Pseudo fasting the answer to fasting under stress


Many attempt fasting without understanding the mechanics behind what they are trying to achieve, while fasting might sound simple, it's actually much more complicated than many realise.

The hormones of the body have complex roles that change depending on what other hormones they are circulating with; glucagon is the counterpart of insulin, and they are both made in the pancreas. Instead of driving glucose into cells, glucagon causes the breakdown of glycogen into glucose, gluconeogenesis, ketogenesis, reduced protein and lipid synthesis.

Most of these actions occur in the liver, and glucagons ability to increase blood glucose is very much dependent on glycogen stores. An exciting role of glucagon is actually to improve insulin sensitivity in peripheral cells which has massive impacts on many health conditions.

The problem is that when glucagon circulates with high levels of catecholamines such as epinephrine and norepinephrine, they negate this change and actually reverse it. As they are all catabolic hormones, they also reduce protein synthesis and increase protein breakdown, particularly in muscles cells while also lowering metabolic activity in visceral organs. They also increase lipolysis to increase circulating fatty acids in the blood, which can become problematic if not utilised.

As catabolism is directly associated with water moving out of cells, it also directly causes dehydration which will negatively impact our capacity to use fat as fuel (needs water to break the carbon chains of fat, beta-oxidation).

When we now look at what we have done in this scenario, we can see.......

. Loss of muscle mass and total possible energy expenditure

. A reduction in visceral organ metabolic rate

. Dehydrated

. Reduced beta-oxidation

. Increased circulating free fatty acids

While there is so much more to talk about here with multiple positive and negative effects of fasting, long story short is if you're already producing too much of your endogenous stress hormones, fasting via the just not eating method may not be a great way to go about it.

So what can you do?

Often pseudo fasting can be a better idea to start with, what this entails is merely supplementing with specific amino acids during your fasting period. The key is to counteract the loss of protein and dehydration; this can be done by ingesting the amino acids-

. Glutamine in the morning (to protect from muscle loss, improve hydration and function of the liver)

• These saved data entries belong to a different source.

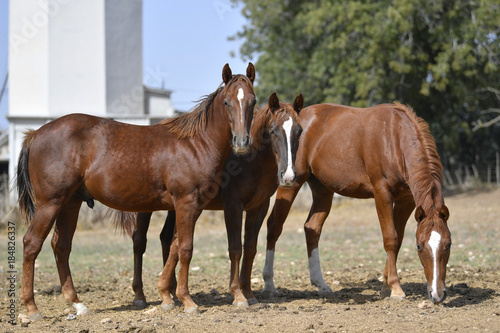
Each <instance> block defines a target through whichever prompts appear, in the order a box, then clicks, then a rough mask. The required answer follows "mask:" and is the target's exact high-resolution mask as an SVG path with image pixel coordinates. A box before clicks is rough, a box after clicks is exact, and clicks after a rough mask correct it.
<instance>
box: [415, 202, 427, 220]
mask: <svg viewBox="0 0 500 333" xmlns="http://www.w3.org/2000/svg"><path fill="white" fill-rule="evenodd" d="M424 218H425V212H424V209H423V208H422V206H418V208H417V210H416V211H415V220H417V222H419V223H420V222H422V220H423V219H424Z"/></svg>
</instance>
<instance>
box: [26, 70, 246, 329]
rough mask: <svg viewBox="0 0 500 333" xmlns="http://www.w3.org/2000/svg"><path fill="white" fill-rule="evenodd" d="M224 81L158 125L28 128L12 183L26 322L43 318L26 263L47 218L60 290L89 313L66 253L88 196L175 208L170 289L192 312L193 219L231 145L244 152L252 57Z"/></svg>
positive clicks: (111, 206)
mask: <svg viewBox="0 0 500 333" xmlns="http://www.w3.org/2000/svg"><path fill="white" fill-rule="evenodd" d="M222 78H223V83H224V86H222V85H221V86H220V87H219V88H218V89H217V90H216V91H215V92H213V93H212V94H210V95H209V96H207V97H206V98H205V99H204V100H203V101H202V102H201V103H200V104H199V105H198V106H197V107H196V108H195V110H194V111H193V112H191V113H189V114H186V115H183V116H180V117H177V118H172V119H166V120H164V121H162V122H160V123H159V124H156V125H152V126H134V125H128V124H123V123H120V122H116V121H113V120H109V119H104V118H99V117H93V116H89V115H83V114H72V115H67V116H64V117H61V118H59V119H56V120H54V121H52V122H50V123H48V124H46V125H44V126H42V127H41V128H40V129H38V130H37V131H30V132H28V133H27V134H26V138H25V140H24V143H23V148H22V152H21V155H20V157H19V164H18V171H17V188H18V193H19V203H20V208H21V211H22V212H24V213H25V214H26V215H27V219H28V220H29V222H30V224H29V228H28V231H27V232H26V235H25V236H24V240H23V241H24V258H23V275H22V288H21V300H22V301H23V303H24V304H25V306H26V308H27V310H28V314H29V316H30V318H31V319H34V320H36V319H40V318H42V315H41V313H40V311H39V310H38V307H37V306H36V304H35V301H34V296H33V279H34V264H35V259H36V257H37V255H38V253H39V252H40V250H41V248H42V244H43V242H44V240H45V238H46V237H47V235H48V233H49V232H50V229H51V228H52V226H53V225H54V223H55V229H54V235H53V238H52V248H53V250H54V255H55V259H56V263H57V270H58V273H59V278H60V280H61V289H62V294H63V297H64V299H65V300H66V301H67V302H68V303H70V304H72V305H73V307H74V308H75V309H76V310H77V314H78V315H81V314H85V313H88V312H89V310H88V308H87V307H86V306H85V305H84V304H83V303H81V302H80V300H79V299H78V297H77V294H76V291H75V288H74V286H73V281H72V278H71V273H70V267H69V263H68V259H69V254H70V250H71V242H72V238H73V235H74V232H75V228H76V223H77V218H78V213H79V210H80V206H81V204H82V202H83V201H86V202H87V203H88V204H89V206H92V205H93V200H94V199H95V200H98V201H100V202H102V203H103V204H105V205H107V206H109V207H111V208H114V209H117V210H122V211H135V212H138V211H146V212H148V211H154V210H169V209H175V210H176V212H177V232H178V237H179V257H180V270H179V285H178V286H177V296H178V298H179V300H181V302H183V304H184V306H185V308H186V311H188V312H195V311H197V305H196V304H195V303H194V302H193V300H192V299H191V297H190V295H189V290H188V272H189V263H190V261H191V257H192V251H193V233H194V226H195V222H196V220H197V218H198V216H199V215H200V213H201V211H202V210H203V208H205V206H206V205H207V204H208V203H209V202H210V200H211V197H212V196H213V194H212V193H211V191H212V190H211V189H212V188H213V187H214V184H216V183H218V182H220V181H221V179H220V178H221V175H222V171H223V168H224V164H225V162H226V159H227V157H228V156H229V154H230V153H231V149H233V150H234V152H235V153H236V154H240V153H246V152H247V151H248V149H249V146H250V136H249V131H250V125H251V121H252V118H253V109H254V105H255V96H254V91H253V81H254V78H255V68H254V66H253V65H252V64H251V63H250V64H249V65H248V68H247V75H246V76H244V75H235V76H233V75H232V73H231V69H230V68H229V65H227V64H226V65H225V66H224V68H223V71H222ZM231 141H232V143H233V145H232V147H231ZM124 227H127V226H126V225H124ZM128 227H129V228H130V229H132V228H131V226H128ZM162 279H163V277H161V278H160V282H159V291H160V294H161V295H163V296H164V297H165V294H168V293H169V290H165V289H162V283H163V282H162ZM168 297H170V296H168Z"/></svg>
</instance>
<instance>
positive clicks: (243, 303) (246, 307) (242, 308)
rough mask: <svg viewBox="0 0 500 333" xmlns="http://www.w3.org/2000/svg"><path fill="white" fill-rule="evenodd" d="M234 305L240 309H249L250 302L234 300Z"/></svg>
mask: <svg viewBox="0 0 500 333" xmlns="http://www.w3.org/2000/svg"><path fill="white" fill-rule="evenodd" d="M233 305H234V306H235V307H237V308H239V309H248V308H249V307H250V306H249V305H248V302H233Z"/></svg>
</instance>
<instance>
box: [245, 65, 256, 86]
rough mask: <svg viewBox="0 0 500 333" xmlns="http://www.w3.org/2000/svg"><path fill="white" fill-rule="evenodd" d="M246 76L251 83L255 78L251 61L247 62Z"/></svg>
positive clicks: (254, 68)
mask: <svg viewBox="0 0 500 333" xmlns="http://www.w3.org/2000/svg"><path fill="white" fill-rule="evenodd" d="M247 77H248V78H249V79H250V81H252V83H253V80H255V67H254V66H253V64H252V63H251V62H249V63H248V67H247Z"/></svg>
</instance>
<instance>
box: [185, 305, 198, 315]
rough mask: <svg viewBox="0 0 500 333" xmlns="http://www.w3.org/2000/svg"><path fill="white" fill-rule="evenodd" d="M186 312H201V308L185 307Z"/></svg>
mask: <svg viewBox="0 0 500 333" xmlns="http://www.w3.org/2000/svg"><path fill="white" fill-rule="evenodd" d="M184 312H185V313H189V314H200V309H198V307H197V306H196V307H194V308H188V309H185V310H184Z"/></svg>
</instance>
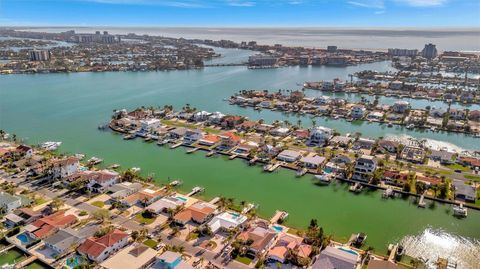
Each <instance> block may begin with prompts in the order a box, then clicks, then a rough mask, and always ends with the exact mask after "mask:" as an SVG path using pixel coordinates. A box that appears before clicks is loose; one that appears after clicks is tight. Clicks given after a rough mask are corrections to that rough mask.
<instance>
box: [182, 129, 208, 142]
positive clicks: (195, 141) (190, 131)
mask: <svg viewBox="0 0 480 269" xmlns="http://www.w3.org/2000/svg"><path fill="white" fill-rule="evenodd" d="M202 138H203V134H202V131H201V130H200V129H187V131H186V132H185V135H184V136H183V142H184V143H186V144H192V143H195V142H197V141H198V140H200V139H202Z"/></svg>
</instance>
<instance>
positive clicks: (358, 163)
mask: <svg viewBox="0 0 480 269" xmlns="http://www.w3.org/2000/svg"><path fill="white" fill-rule="evenodd" d="M376 168H377V161H376V160H375V158H374V157H373V156H370V155H362V156H360V157H359V158H358V159H357V161H356V163H355V167H354V170H353V175H352V180H358V181H365V182H369V181H370V179H371V178H372V177H373V173H374V172H375V169H376Z"/></svg>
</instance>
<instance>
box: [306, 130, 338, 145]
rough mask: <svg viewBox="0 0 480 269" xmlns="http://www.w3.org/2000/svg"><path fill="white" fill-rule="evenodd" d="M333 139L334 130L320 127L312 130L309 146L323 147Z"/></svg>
mask: <svg viewBox="0 0 480 269" xmlns="http://www.w3.org/2000/svg"><path fill="white" fill-rule="evenodd" d="M332 137H333V130H332V129H330V128H326V127H322V126H318V127H313V128H312V129H310V139H309V141H308V144H310V145H318V146H322V145H324V144H325V143H327V142H328V140H330V139H331V138H332Z"/></svg>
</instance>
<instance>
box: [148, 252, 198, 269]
mask: <svg viewBox="0 0 480 269" xmlns="http://www.w3.org/2000/svg"><path fill="white" fill-rule="evenodd" d="M151 268H152V269H193V267H192V266H191V265H190V264H188V263H186V262H185V261H184V260H183V259H182V254H181V253H178V252H172V251H165V252H164V253H162V254H161V255H160V256H158V259H157V262H156V263H155V264H154V265H153V266H152V267H151Z"/></svg>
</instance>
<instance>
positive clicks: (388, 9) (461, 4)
mask: <svg viewBox="0 0 480 269" xmlns="http://www.w3.org/2000/svg"><path fill="white" fill-rule="evenodd" d="M0 25H4V26H5V25H19V26H26V25H28V26H35V25H38V26H47V25H52V26H63V25H67V26H74V25H78V26H213V27H242V26H244V27H261V26H268V27H273V26H279V27H288V26H290V27H302V26H303V27H305V26H308V27H425V28H429V27H480V1H479V0H0Z"/></svg>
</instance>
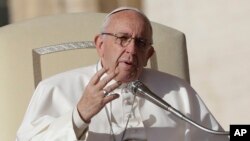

. Alanine in the morning (to improve hydration and the movement of potassium inside of the cells)

. Ornithine and lysine during the day (to increase glucagon secretion)

. Arginine, Ornithine and lysine directly befoe bed (to increase growth hormone release)

This strategy allows you to gain the majority of the benefits of fasting while protecting you from the adverse effects that can further damage a dysregulated metabolism. Often those in a state of metabolic syndrome will benefit from fasting in this manner for 24-48 hours at a time with a minimum of two weeks gap.

For those looking for a strategy more suited to an intermittent fasting kind of routine, a similar approach can be used just squashed into your standard IF eating window. The most important points are to increase intracellular hydration, prevent protein loss and increase growth hormone production.